As mention is last post, various impact in financial impact would be:
- P&L = Depreciation expense
- Balance sheet = Accumulated depreciation
- Cash Flow Statement = Adjusted in Operating Cash Flow as a non cash expense
Here is explanation in layman language :
- It's first recorded on Balance Sheet as a fixed asset when cash paid or liability incurred for payment.
- Then your cost center is responsible for a recurring charge (depreciation), similar to a lease payment for the use of the fixed asset (office furniture, leasehold costs, PC equipments, phone system, etc.) over time until fully paid (depreciated).
- Balance Sheet also keeps track of charges called accumulated depreciation until the recorded charges reduce the fixed asset to a zero book value. That's when it's fully recouped from cost centers.
- Your P&L account is charged with the recurring charges (depreciation) for book purposes (intercompany allocation) which in essence requires no cash transfer because it's already paid/charged on fixed asset account.
- Your cost center is to reimburse for the use of the fixed assets over the estimated life or statutory tax period, and as a result reduces your cost center's net profit.

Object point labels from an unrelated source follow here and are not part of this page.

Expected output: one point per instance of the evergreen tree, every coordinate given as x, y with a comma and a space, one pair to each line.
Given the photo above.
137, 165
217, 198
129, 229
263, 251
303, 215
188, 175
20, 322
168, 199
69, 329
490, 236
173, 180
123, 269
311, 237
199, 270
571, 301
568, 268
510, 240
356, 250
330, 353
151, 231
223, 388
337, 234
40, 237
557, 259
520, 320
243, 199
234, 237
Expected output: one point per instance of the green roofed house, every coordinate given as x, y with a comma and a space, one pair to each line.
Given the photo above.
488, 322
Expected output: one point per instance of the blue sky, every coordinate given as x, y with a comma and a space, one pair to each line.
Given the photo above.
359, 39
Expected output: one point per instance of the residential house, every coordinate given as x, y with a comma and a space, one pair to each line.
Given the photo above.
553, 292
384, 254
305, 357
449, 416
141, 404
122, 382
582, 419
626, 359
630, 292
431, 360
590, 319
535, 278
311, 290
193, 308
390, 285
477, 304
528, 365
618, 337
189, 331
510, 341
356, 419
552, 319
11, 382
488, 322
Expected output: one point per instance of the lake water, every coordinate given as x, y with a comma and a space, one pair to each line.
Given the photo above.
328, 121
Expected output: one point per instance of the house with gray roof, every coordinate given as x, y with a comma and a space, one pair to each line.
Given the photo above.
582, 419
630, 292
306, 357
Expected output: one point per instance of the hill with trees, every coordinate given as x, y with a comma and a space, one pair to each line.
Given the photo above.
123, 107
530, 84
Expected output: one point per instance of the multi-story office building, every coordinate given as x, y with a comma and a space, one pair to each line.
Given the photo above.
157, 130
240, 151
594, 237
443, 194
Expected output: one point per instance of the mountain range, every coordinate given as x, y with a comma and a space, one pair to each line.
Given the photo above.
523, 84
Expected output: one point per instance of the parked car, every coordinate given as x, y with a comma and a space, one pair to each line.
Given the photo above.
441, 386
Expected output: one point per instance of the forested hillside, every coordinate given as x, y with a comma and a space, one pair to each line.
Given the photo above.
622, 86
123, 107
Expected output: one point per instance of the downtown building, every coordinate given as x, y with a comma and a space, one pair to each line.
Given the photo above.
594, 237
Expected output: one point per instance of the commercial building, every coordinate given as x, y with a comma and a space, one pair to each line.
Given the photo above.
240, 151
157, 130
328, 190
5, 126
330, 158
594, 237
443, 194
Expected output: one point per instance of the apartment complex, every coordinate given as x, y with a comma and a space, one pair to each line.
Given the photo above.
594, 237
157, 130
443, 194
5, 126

- Cash flow wise doesn't change because your cost center is one of many inside the same company's cash account. It's simply paying one hand to the other, so your cost center's profit gets debited on paper for depreciation, and it's a non-cash transfer - simply a journal entry the accountants keep track monthly, quarterly, semi-annually or annually.
In another word an accrual based accounting system, depreciation expense matches the cost of the asset with the revenues generated by it over it's useful life to get a better picture of true profit (or loss) in a specific period. If you were to expense the asset at the time of purchase (cash based) you would have artificially low profit in the period the asset was purchased and artificially high. On the Balance Sheet, Accumulated depreciation reduces the value of the asset to reflect the expensed portion moreover the the cash flow statement will give you the picture of cash movement in a specific period.